The Caledonian garnered attention in 2003 over a court case entitled Caledonian-Record Pub. Co., Inc. v. VT State College. The Caledonian wanted to have access to student disciplinary records and hearings from Lyndon State College. Lyndon state claimed that it was exempt from making the requested information public per the Vermont Public Records Act and the Open Meetings Law. The local court sided with Lyndon State College, and an appeal to the Vermont Supreme Court followed. The Vermont Supreme Court upheld the verdict. Julie Fothergill, an attorney with the Vermont League of Cities and Towns, stated that the ruling "is important for all public bodies because it indicates how the Court may interpret other exceptions to the Public Records Law."

== Operations ==
Besides the Caledonian, the paper also published the Orleans County Record and the Littleton Record.

In 2007 the paper employed a staff of 40. Sales ranged from $1 to $5 million annually.

In 2007 the paper partnered with the American Society of News Editors at Lyndon Institute to publish a school newspaper, the first at the school, entitled The Campus News.
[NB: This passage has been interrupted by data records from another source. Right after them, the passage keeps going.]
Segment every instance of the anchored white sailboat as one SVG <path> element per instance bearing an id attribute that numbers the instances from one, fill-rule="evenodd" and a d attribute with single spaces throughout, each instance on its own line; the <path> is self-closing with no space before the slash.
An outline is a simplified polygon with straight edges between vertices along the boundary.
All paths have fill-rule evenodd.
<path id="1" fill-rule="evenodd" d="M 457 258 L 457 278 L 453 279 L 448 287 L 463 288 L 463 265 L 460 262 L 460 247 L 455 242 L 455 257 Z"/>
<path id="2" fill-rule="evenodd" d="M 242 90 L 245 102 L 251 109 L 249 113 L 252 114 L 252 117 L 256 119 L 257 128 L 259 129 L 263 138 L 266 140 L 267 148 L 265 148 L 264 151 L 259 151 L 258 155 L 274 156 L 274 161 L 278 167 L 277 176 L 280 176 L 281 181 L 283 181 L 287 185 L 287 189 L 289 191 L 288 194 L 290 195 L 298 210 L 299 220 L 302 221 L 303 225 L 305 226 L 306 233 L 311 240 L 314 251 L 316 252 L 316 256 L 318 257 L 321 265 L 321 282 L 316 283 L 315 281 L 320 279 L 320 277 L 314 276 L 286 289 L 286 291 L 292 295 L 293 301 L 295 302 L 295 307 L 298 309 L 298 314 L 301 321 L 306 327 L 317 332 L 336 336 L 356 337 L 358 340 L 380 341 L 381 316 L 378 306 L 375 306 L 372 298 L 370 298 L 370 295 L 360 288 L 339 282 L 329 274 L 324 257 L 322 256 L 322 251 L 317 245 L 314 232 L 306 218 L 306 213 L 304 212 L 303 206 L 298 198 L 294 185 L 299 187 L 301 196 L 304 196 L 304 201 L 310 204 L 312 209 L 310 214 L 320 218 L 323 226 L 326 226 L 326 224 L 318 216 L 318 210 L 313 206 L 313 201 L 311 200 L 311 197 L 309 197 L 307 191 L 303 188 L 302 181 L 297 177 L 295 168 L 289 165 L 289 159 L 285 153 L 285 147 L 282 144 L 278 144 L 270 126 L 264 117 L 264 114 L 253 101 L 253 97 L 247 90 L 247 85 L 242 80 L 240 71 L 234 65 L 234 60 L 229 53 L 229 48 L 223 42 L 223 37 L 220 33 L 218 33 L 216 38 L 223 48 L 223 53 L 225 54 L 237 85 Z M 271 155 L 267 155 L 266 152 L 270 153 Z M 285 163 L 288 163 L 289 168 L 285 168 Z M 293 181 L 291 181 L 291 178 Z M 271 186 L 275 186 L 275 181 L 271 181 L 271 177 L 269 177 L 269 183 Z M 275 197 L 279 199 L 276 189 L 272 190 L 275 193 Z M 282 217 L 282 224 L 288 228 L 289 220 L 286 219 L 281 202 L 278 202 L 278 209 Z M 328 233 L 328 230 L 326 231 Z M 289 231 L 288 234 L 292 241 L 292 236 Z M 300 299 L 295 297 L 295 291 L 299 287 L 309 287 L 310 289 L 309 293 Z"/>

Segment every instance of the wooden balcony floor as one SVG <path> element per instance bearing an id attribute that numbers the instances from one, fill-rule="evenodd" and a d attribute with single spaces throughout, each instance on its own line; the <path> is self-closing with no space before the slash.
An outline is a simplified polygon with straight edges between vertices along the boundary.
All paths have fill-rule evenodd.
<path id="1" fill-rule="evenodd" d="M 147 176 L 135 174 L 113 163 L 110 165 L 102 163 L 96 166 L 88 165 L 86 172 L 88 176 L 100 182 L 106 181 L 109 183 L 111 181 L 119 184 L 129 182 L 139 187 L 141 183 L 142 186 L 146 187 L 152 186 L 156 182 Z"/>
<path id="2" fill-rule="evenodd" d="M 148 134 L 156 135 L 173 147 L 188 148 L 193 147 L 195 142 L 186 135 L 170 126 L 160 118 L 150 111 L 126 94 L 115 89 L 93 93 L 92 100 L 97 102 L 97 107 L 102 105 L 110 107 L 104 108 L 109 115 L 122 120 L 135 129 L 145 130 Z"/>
In 2008 the paper outsourced the printing of the paper to Upper Valley Press in Haverhill, New Hampshire, citing equipment, quality control and personnel problems.

In 2017, the paper was family owned.

== Controversies ==
In its coverage of the 2017 fire that destroyed the home of singer-songwriter Neko Case, the paper included Case's name despite her ongoing issues with stalkers and threats to her and her family. The paper maintains that it followed its typical public safety reporting standards.